He sold his first startup for $100M. Then raised $250M in 18 months. | Dileep Thazhmon, Founder of Jeeves
Dileep Thazhmon built Jeeves into a $7M ARR fintech by targeting the cross-border banking pain points that traditional institutions ignore. His framework for recognizing product-market fit and the tactical reality of scaling operations across 25 countries offers rare insight into both the strategic and operational challenges of global fintech expansion.
Key takeaways
- •Product-market fit is unmistakable when it happens—if you're questioning whether you have it, you probably don't.
- •Successful founders must be 60% competent across all functions rather than deeply specialized in one area during early stages.
- •Emerging market companies face forced international expansion because domestic markets lack the scale to support meaningful growth.
- •Evaluating multiple startup ideas simultaneously helps founders identify the strongest market opportunities before committing resources.
The essay
Most second-time founders overthink their next move. Dileep Thazhmon did the opposite: he started eight different companies simultaneously to see which one would stick. The winner became Jeeves, a cross-border business banking platform that hit $7M ARR in just over a year and raised $250M in 18 months. His approach reveals why the most successful serial entrepreneurs treat early-stage company building like rapid prototyping, not careful planning.
Thazhmon's method sounds chaotic but follows a specific framework. "Eight different comp like, starting eight different companies. One was in the health space. One was, you know, in kind of, financial infrastructure," he explains. The selection criteria were deceptively simple: what can you contribute that's special, how big is the market, and is there a timing component pushing demand. COVID provided that timing component for Jeeves, accelerating the need for digital-first banking as Latin American companies expanded internationally.
This shotgun approach only works if you can execute across multiple domains simultaneously. Thazhmon calls it the "60% rule" , founders need to be 60% good at everything rather than exceptional at one thing. "Product was a great example. I I would be on every single call every day. We had two stand ups. Obviously, not good enough to scale it, but good enough to get it off the ground. I did the UX. I did the UI. I came up with the logo, the lion, like, you do everything and just keep it moving."
The 60% rule challenges conventional wisdom about founder-market fit and specialization. Most advice tells founders to focus on their core competency and hire for weaknesses. Thazhmon argues the opposite works better in the earliest stages. Being decent at design, product, sales, and operations lets you move faster than assembling a perfect team. The key insight is recognizing when 60% is enough to reach the next milestone versus when you need to upgrade to true expertise.
Jeeves succeeded because it solved a problem traditional banks wouldn't touch: cross-border payments for growing Latin American companies. "If you look at The US, it's a large single market with a single currency. If there wasn't competition, I would just do The US as well. It's much easier," Thazhmon notes. "But companies in Mexico that grow have to go to other countries to increase their TAM. Now they have the core problem, which is they have multiple cards, multi" currencies and complex banking relationships across borders.
This geographic constraint created the market opportunity. While US fintech companies could build massive businesses serving domestic customers, Latin American companies needed international solutions from day one. Traditional banks saw cross-border payments as compliance headaches. Jeeves saw them as the core product. The company now operates across 25 countries, turning regulatory complexity into competitive advantage.

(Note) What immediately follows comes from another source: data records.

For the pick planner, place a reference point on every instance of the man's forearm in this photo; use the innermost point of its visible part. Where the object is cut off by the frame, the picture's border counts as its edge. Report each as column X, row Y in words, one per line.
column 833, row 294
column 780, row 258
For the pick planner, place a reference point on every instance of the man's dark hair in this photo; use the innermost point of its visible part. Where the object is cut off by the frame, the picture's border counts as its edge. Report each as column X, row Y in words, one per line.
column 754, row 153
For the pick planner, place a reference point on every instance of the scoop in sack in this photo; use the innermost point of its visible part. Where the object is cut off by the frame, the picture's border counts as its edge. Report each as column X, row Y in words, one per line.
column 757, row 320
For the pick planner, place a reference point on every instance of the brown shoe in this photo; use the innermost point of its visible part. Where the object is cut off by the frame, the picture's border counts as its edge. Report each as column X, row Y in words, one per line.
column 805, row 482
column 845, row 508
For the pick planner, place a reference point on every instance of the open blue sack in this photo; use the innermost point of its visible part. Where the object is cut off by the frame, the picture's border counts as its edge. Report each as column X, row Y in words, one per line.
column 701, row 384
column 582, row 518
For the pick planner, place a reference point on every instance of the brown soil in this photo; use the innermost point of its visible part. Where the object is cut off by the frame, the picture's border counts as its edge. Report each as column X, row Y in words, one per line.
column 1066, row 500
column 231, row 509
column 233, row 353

Product-market fit at Jeeves evolved through multiple phases, contradicting the common narrative that PMF is a binary state you either have or don't. Thazhmon describes it as an iterative tightening process: "There's the initial PMF, then there's the okay. But now we need actually a growing business and then you start turning things off and so you're tightening the PMF." The initial fit was broad and loose. As the business scaled, they had to cut features and narrow focus to build sustainable unit economics.

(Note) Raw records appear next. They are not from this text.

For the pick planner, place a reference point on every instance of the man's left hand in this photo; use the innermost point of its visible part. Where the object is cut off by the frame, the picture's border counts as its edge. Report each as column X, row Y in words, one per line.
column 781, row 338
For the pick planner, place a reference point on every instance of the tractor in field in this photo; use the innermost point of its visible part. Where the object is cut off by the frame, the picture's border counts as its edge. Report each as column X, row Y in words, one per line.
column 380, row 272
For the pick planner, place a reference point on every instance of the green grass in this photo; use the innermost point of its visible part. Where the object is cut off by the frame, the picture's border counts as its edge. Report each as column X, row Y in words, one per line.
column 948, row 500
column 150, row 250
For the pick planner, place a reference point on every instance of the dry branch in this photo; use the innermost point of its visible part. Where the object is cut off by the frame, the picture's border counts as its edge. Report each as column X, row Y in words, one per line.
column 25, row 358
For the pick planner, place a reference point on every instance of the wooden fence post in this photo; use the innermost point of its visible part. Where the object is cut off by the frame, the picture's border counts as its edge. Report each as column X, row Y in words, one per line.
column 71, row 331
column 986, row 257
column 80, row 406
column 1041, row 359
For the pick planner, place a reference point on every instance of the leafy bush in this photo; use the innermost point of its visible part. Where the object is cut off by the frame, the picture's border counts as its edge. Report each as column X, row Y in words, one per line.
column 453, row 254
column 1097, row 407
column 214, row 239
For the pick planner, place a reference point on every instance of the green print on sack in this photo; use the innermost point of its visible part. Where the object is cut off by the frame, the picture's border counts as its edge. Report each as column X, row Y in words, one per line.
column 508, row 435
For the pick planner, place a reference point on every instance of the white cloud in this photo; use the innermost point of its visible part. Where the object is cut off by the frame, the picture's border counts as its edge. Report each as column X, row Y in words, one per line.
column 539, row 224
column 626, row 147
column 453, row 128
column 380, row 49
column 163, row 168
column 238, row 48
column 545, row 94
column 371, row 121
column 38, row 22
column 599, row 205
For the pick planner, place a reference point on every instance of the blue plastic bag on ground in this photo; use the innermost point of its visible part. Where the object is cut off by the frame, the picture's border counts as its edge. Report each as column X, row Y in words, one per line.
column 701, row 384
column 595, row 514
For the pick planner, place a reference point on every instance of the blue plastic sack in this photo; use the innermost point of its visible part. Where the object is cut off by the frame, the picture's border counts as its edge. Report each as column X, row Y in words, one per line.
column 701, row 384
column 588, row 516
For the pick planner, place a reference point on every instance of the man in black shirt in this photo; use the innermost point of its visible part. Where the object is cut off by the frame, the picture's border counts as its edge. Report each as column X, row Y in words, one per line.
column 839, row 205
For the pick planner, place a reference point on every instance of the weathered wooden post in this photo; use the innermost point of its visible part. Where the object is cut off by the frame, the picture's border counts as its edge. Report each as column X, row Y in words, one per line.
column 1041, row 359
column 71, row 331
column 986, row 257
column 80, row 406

This staged approach to PMF reflects a deeper truth about scaling fintech companies. Early growth often comes from saying yes to every customer need. Sustainable growth requires saying no to everything that doesn't drive core metrics. Thazhmon's willingness to "turn things off" after achieving initial product-market fit demonstrates the discipline required to build a venture-scale business rather than just a growing startup.
The Jeeves model suggests three actionable principles for founders in complex markets. First, test multiple ideas simultaneously rather than perfecting one concept in isolation. Second, prioritize broad competency over deep specialization in the earliest stages. Third, treat initial product-market fit as the beginning of the optimization process, not the end goal.
For founders building in international markets or regulated industries, Thazhmon's path offers a different playbook. Instead of avoiding complexity, embrace it as a moat. Instead of seeking perfect founder-market fit, develop the capability to be good enough at everything that matters. The companies that win in complex markets aren't necessarily the ones with the best initial idea , they're the ones that can execute across multiple dimensions while their competitors are still planning.